Frankie wanted to correct him, to tell him that the word he was looking for was patsy.
But instead, she watched him write a check out to the man, who’d be employed forever .
. . just as soon as he got out of jail. They’re high enough up that they’re invested in their job and want to be in the studio’s good graces, Nico continued, but they’re not high enough to say no.
When you gotta ask a favor, you have to find someone with need. Identify that need, and they’re yours.
Fred. Not moving up through the ranks, not in anyone’s good graces, enduring the end of his engagement, and now leaving an interrogation room when Frankie knows he was nowhere near Jack or June the night of the murder.
If Susan was right about him being a homosexual, the studio might know, and might be exploiting this.

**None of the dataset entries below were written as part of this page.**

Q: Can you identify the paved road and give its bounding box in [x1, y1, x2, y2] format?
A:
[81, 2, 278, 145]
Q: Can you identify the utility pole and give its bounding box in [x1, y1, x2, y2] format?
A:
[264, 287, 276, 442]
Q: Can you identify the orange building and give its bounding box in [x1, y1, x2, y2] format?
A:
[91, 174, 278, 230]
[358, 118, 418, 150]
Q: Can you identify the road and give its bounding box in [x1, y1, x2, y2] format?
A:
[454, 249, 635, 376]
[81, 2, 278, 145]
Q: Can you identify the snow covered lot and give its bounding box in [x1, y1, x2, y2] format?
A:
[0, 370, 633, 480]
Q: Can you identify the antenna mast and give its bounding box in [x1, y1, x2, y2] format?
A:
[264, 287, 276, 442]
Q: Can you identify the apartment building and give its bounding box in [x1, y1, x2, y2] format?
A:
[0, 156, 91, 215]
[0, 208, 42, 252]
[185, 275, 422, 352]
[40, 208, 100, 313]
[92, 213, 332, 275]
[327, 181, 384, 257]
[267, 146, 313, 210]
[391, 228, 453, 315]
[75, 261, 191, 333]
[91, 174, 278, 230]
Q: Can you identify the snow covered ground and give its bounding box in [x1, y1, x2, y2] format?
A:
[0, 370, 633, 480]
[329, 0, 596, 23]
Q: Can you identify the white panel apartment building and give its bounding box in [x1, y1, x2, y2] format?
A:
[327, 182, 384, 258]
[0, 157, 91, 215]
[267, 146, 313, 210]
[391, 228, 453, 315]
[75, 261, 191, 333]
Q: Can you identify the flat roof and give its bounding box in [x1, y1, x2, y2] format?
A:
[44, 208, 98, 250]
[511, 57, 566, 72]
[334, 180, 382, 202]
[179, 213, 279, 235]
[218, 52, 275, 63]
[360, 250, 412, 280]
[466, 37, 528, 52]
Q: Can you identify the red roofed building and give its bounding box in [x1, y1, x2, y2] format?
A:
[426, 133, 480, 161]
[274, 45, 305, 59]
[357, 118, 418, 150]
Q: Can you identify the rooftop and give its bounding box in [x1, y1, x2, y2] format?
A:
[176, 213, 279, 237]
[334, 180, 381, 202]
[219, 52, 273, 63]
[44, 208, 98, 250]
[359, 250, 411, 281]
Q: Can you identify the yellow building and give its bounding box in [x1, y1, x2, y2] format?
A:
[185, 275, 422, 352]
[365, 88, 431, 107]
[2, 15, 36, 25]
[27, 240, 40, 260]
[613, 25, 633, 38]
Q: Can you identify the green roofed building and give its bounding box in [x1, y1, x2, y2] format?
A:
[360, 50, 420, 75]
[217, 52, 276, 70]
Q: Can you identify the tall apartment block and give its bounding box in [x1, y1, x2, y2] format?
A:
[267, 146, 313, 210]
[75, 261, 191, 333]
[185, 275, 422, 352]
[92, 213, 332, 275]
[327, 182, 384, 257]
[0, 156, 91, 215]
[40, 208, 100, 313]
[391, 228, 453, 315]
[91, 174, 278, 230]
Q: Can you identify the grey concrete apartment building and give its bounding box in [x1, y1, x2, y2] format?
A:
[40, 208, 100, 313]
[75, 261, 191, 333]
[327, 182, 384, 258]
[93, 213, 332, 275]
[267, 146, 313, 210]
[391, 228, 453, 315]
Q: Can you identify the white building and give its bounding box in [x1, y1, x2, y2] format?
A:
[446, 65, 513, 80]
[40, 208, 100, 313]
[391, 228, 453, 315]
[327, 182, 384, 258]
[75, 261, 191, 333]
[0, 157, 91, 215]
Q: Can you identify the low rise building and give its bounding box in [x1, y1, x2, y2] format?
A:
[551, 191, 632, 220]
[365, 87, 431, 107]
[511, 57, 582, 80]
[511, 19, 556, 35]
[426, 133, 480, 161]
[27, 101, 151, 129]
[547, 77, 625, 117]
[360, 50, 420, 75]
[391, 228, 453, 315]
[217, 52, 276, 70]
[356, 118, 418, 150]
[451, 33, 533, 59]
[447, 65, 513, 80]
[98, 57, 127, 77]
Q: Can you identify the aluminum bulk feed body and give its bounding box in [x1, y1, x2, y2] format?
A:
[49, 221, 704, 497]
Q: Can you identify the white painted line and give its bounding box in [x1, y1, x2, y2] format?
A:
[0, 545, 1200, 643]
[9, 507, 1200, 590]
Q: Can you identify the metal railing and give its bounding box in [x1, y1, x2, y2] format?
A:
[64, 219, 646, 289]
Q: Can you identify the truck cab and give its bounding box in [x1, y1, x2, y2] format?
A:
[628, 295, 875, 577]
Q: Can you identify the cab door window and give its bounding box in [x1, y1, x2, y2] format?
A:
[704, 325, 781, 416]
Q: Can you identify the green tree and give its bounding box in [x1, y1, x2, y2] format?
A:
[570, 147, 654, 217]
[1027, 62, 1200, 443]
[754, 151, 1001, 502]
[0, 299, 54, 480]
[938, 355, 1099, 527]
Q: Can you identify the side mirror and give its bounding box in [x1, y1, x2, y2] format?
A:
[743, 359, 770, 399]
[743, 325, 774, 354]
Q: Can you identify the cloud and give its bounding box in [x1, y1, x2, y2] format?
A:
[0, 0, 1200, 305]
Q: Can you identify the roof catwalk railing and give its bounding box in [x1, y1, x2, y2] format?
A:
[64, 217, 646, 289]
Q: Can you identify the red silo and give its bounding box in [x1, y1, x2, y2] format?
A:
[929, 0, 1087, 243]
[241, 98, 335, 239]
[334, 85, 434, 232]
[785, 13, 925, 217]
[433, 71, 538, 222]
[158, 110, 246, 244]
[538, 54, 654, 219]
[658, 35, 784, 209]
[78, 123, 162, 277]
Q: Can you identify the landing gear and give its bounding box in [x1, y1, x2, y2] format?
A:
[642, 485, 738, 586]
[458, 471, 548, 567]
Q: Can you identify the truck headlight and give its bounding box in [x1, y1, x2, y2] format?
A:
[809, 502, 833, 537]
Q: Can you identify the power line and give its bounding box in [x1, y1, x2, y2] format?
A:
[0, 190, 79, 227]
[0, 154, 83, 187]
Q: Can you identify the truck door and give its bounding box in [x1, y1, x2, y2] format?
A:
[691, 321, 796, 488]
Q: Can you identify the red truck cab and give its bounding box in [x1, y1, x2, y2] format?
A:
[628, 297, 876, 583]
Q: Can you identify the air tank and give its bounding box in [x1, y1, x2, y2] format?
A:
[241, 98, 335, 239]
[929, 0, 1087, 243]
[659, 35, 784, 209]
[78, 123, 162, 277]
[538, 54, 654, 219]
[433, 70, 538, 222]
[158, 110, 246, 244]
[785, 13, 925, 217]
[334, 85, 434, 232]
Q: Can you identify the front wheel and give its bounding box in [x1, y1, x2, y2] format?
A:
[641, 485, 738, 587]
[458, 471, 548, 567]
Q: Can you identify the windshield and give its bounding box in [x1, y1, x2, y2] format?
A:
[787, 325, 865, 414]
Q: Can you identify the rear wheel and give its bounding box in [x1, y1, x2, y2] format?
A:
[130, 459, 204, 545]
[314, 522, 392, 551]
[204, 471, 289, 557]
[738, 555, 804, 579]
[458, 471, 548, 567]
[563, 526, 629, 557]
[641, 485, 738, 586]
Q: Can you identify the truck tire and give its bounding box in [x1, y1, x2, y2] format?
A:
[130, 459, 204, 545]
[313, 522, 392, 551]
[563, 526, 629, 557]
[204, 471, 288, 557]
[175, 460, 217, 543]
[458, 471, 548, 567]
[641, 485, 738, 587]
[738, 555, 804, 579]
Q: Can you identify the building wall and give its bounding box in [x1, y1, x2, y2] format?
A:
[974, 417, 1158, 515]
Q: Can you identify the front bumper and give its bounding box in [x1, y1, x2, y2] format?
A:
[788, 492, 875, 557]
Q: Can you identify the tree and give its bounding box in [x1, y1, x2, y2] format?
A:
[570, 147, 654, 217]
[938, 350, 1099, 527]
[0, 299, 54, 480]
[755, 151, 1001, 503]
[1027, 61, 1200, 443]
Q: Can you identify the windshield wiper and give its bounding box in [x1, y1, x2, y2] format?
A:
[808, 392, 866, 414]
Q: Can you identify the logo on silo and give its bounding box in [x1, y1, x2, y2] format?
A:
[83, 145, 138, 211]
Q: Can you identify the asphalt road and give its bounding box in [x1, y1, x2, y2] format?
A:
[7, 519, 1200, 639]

Frankie would put money on Fred suddenly being an alibi, and before she gets in trouble by not knowing this detail of the story, she needs to talk to Nico.

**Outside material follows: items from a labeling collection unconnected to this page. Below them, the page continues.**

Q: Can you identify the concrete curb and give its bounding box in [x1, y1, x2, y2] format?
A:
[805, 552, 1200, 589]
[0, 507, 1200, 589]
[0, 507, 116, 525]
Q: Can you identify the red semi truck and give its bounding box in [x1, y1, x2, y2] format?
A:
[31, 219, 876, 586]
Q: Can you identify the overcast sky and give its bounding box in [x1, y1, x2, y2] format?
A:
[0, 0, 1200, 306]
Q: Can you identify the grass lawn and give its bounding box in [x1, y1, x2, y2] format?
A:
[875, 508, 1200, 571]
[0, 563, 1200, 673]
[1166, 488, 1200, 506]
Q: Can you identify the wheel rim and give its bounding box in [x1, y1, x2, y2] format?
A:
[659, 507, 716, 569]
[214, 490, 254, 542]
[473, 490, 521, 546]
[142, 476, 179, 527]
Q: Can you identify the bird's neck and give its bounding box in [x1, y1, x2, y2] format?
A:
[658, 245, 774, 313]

While Frankie waits, Betty eats her lunch, cries about June, and drops details about the funeral, which is set for Wednesday at Hollywood Memorial Park.

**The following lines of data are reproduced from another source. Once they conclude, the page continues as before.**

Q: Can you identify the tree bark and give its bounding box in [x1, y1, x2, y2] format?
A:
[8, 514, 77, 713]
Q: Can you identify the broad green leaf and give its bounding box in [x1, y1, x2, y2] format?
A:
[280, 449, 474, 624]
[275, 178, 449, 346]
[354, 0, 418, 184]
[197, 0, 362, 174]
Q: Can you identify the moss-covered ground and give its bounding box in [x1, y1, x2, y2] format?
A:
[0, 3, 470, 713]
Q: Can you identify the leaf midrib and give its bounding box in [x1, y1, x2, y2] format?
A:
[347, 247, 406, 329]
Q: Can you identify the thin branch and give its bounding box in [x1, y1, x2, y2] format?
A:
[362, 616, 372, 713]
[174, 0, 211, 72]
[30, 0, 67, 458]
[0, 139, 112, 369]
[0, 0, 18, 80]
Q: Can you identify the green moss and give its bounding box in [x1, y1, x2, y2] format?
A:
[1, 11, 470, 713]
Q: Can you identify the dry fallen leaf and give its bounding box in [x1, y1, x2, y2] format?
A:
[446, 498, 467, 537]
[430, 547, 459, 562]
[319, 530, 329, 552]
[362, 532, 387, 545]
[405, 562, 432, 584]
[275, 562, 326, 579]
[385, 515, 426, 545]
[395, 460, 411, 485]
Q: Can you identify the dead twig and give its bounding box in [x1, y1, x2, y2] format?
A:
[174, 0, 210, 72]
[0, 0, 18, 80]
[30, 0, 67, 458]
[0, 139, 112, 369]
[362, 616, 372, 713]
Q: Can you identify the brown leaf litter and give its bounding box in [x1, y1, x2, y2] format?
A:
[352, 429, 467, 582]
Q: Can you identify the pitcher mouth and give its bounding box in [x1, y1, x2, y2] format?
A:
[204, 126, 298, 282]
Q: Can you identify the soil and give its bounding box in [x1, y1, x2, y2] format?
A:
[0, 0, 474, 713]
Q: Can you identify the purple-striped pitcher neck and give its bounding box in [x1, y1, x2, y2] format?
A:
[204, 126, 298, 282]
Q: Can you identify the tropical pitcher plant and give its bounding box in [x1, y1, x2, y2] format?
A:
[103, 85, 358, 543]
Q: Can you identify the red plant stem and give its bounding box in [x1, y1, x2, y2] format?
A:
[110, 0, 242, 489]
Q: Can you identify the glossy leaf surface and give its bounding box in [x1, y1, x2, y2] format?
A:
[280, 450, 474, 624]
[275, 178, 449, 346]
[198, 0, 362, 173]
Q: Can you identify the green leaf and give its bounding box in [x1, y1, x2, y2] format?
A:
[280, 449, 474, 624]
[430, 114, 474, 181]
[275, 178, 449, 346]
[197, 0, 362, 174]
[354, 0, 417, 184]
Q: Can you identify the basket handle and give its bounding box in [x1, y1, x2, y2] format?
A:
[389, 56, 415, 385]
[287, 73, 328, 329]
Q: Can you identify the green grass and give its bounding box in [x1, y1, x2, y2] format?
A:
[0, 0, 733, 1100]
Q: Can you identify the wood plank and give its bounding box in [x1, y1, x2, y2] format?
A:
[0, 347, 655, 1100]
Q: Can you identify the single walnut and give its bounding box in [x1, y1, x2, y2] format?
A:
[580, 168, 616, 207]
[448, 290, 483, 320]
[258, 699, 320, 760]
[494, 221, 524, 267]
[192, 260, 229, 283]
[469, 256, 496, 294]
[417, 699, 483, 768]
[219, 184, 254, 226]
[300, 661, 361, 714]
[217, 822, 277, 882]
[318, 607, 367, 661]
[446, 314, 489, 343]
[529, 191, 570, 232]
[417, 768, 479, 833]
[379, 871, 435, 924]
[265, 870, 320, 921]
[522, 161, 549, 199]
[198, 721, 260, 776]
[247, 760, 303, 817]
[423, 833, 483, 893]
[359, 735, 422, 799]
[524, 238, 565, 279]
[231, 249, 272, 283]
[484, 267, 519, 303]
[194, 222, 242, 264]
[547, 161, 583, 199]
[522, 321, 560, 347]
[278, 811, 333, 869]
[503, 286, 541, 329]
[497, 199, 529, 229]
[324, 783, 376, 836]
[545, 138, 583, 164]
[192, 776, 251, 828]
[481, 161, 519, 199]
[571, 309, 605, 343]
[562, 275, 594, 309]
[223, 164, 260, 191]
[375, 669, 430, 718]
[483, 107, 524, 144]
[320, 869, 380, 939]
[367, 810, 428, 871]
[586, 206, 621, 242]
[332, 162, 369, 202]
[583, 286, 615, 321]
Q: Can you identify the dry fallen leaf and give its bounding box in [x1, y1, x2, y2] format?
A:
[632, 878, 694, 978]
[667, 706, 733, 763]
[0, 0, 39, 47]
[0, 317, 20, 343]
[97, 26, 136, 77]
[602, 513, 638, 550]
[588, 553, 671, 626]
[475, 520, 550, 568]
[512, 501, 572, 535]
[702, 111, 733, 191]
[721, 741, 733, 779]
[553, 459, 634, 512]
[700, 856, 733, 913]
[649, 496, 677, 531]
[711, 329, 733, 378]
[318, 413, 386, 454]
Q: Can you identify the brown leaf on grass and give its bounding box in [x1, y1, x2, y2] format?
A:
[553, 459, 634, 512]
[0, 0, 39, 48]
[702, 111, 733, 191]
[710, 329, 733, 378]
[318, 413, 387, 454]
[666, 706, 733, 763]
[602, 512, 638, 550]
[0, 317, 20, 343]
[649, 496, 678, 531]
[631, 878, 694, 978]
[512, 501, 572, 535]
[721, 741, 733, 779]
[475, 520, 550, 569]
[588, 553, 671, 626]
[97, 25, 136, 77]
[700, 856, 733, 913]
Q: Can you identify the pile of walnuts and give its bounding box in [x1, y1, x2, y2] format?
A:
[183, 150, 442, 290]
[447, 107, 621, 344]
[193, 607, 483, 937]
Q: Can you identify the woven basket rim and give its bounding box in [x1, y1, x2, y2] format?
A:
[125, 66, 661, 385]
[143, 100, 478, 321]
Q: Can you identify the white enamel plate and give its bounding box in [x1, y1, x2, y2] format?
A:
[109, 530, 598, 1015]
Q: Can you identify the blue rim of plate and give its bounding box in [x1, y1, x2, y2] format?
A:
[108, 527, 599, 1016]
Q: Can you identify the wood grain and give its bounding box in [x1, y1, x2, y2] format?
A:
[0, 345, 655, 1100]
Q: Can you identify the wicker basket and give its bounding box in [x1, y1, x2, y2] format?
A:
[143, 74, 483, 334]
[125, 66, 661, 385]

Paramount Pictures sprang up on the original south side of the property, Betty tells her, so naturally the cemetery is where everyone wants to be.
Where everyone wants to be, said as if she’s referring to the latest nightclub.
Stars from both behind and in front of the camera are laid to rest there, including Rudolph Valentino.
Even Hobart Johnstone Whitley, the real estate developer known as the Father of Hollywood, and Hannah Chaplin, Charlie Chaplin’s mother.
“Valentino lay in state in New York,” Frankie says, “before they sent him to Los Angeles.” She’s sitting in a chair by the parrots’ addition, her legs bent and on the seat. Legs down like a lady, she was always told. “There were a hundred thousand people in the street.”
Fiona was a Valentino fan. She was the one who taught Frankie how to sneak in to see a film, instructing her to wait around the corner to the Bowery Theatre until a friend who worked the concession stand propped open the alley door with a brick.
At night, she whispered about Hollywood, brightening Frankie’s dreams with spotlights and tinsel.
When he first came to America, Fiona said about Rudolph Valentino, he couldn’t find work and slept on the streets.
From that to having an estate called Falcon Lair and four or five cars and horses for fun, just think of it!
As a distraction, when Frankie was scared, Fiona would repeat his full name—Rodolfo Alfonso Raffaello Pierre Filibert Guglielmi di Valentina d’Antonguolla—to the rhythm of the Lord’s Prayer.
Sometimes Frankie wonders if her mother was ever aware that Valentino was almost broke when he died.
She likes to think Fiona never knew. “I was there,” Frankie continues. “There were crowds for eleven blocks.”